Les statines, quand sont-elles réellement utiles ?
Enfin, une revue d’envergure internationale se penche sur l’intérêt des statines et remet en cause leur intérêt. Il était temps ! Quel scandale faudra-t-il attendre avant d’arrêter d’en prescrire larga manu ? Martin Lasalle de PasseportSanté.net (www.passeportsante.net) a résumé dans le bulletin hebdomadaire du 2 février 2011 « Cholestérol et maladies du cœur : une étude remet en question l’utilité des statines en prévention », l’article scientifique qui fera peut-être bouger la communauté médicale. (1. Taylor F, Ward K, Moore THM, et al, Statins for the primary prevention of cardiovascular disease, Cochrane Database of Systematic Reviews, 19 janvier 2011, CD004816, DOI: 10.1002/14651858.CD004816.pub4.
2. Heneghan C, Considerable uncertainty remains in the evidence for primary prevention of cardiovascular disease (editorial), The Cochrane Library, 19 janvier 2011).
28 janvier 2011 – Les médecins devraient y penser à deux fois avant de prescrire des statines – un médicament anticholestérol – en prévention d’un premier événement cardiaque, chez des personnes affichant un faible risque de maladies du coeur.
C’est la mise en garde qu’émet la revue américaine Cochrane1 – réputée pour sa rigueur scientifique et sa neutralité – à la lumière d’une analyse de 14 études portant sur l’efficacité de ce médicament auprès de 34 000 personnes.
Les statines forment une famille de médicaments fréquemment prescrits pour abaisser le taux de cholestérol sanguin en vue de réduire le risque d’incident cardiaque, tel l’infarctus.
Si ces études concluent à un léger effet protecteur sur le risque de décès de toutes causes, cet effet serait essentiellement le fruit « d’erreurs méthodologiques qu’elles comportent », écrivent les auteurs.
Ceux-ci ont relevé certains éléments pouvant biaiser les résultats des études analysées :
• jusqu’à 10 % des participants recrutés pour ces études avaient des antécédents cardiaques ou affichaient un risque élevé de maladie du coeur (ex. : diabète, cholestérol élevé, hypertension);
• plus de la moitié des études recensées ne font aucune mention des effets indésirables pouvant résulter de la prise du médicament;
• les deux études comportant le plus de participants ont été interrompues prématurément, menant ainsi à une surestimation des résultats;
• toutes les études, à l’exception d’une seule, étaient parrainées par une compagnie pharmaceutique.
Peu de données sur les effets indésirables
« Toutes ces erreurs sapent la validité des résultats », écrit le chercheur anglais Carl Henegan, dans un éditorial2 accompagnant l’analyse des 14 études.
Celui-ci considère d’ailleurs « inacceptable » qu’autant d’études omettent de rapporter les effets indésirables des statines sur les patients.
« Il devient malaisé de se fier à ces études pour soupeser les bienfaits et les dangers de ces médicaments pour des patients à faible risque », ajoute-t-il.

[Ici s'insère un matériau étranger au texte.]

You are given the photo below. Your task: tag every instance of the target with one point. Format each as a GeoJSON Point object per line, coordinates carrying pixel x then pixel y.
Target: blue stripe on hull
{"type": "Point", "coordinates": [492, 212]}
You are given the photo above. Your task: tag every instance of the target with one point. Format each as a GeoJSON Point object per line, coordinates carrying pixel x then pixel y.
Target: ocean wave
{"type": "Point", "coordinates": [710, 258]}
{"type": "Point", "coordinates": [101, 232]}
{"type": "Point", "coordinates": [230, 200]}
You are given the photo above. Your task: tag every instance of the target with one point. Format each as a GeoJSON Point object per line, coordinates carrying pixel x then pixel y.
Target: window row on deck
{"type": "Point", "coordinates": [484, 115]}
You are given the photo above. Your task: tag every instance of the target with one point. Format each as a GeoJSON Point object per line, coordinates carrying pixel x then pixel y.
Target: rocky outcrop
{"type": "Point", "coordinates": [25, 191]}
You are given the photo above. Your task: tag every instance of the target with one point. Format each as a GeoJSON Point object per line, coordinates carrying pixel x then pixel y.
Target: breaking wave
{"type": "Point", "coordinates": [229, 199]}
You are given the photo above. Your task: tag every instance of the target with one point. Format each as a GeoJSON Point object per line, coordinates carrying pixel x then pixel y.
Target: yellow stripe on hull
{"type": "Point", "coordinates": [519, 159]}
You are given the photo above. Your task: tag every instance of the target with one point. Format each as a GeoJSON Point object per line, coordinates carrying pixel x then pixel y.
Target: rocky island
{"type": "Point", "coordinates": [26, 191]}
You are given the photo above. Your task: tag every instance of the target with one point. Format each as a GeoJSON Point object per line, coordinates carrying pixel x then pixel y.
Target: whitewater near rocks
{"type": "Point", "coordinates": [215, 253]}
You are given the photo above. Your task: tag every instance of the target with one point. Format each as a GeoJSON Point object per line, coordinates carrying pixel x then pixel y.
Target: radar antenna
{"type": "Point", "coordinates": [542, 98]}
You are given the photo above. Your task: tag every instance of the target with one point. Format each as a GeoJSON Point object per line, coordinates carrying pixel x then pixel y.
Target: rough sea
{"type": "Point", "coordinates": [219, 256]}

Les auteurs de l’analyse des 14 études vont même plus loin. « Chez les personnes à haut risque (risque de décès de 20 % ou plus sur 10 ans), les bienfaits supplantent les dommages potentiels à court terme, mais les effets indésirables à long terme demeurent inconnus. »
Selon eux, ce manque d’information sur les effets indésirables à long terme est d’autant plus préoccupant que les statines sont de plus en plus prescrites à des adultes de moins de 50 ans affichant un risque élevé de maladies du coeur.
Enfin, les chercheurs se disent inquiets de la participation de l’industrie pharmaceutique dans le financement et l’élaboration des essais cliniques portant sur l’effet des statines.
« Il est bien établi que les études parrainées par l’industrie sont plus susceptibles de rapporter des résultats qui préfèrent le médicament au placebo », concluent-ils.
Que veut dire être à « faible risque »?
Une personne est considérée à faible risque lorsque, sur une perspective de 10 ans, le risque de mourir de toute cause est inférieur à 10 % et celui de subir un incident cardiaque (mortel ou non) est de moins de 20 %.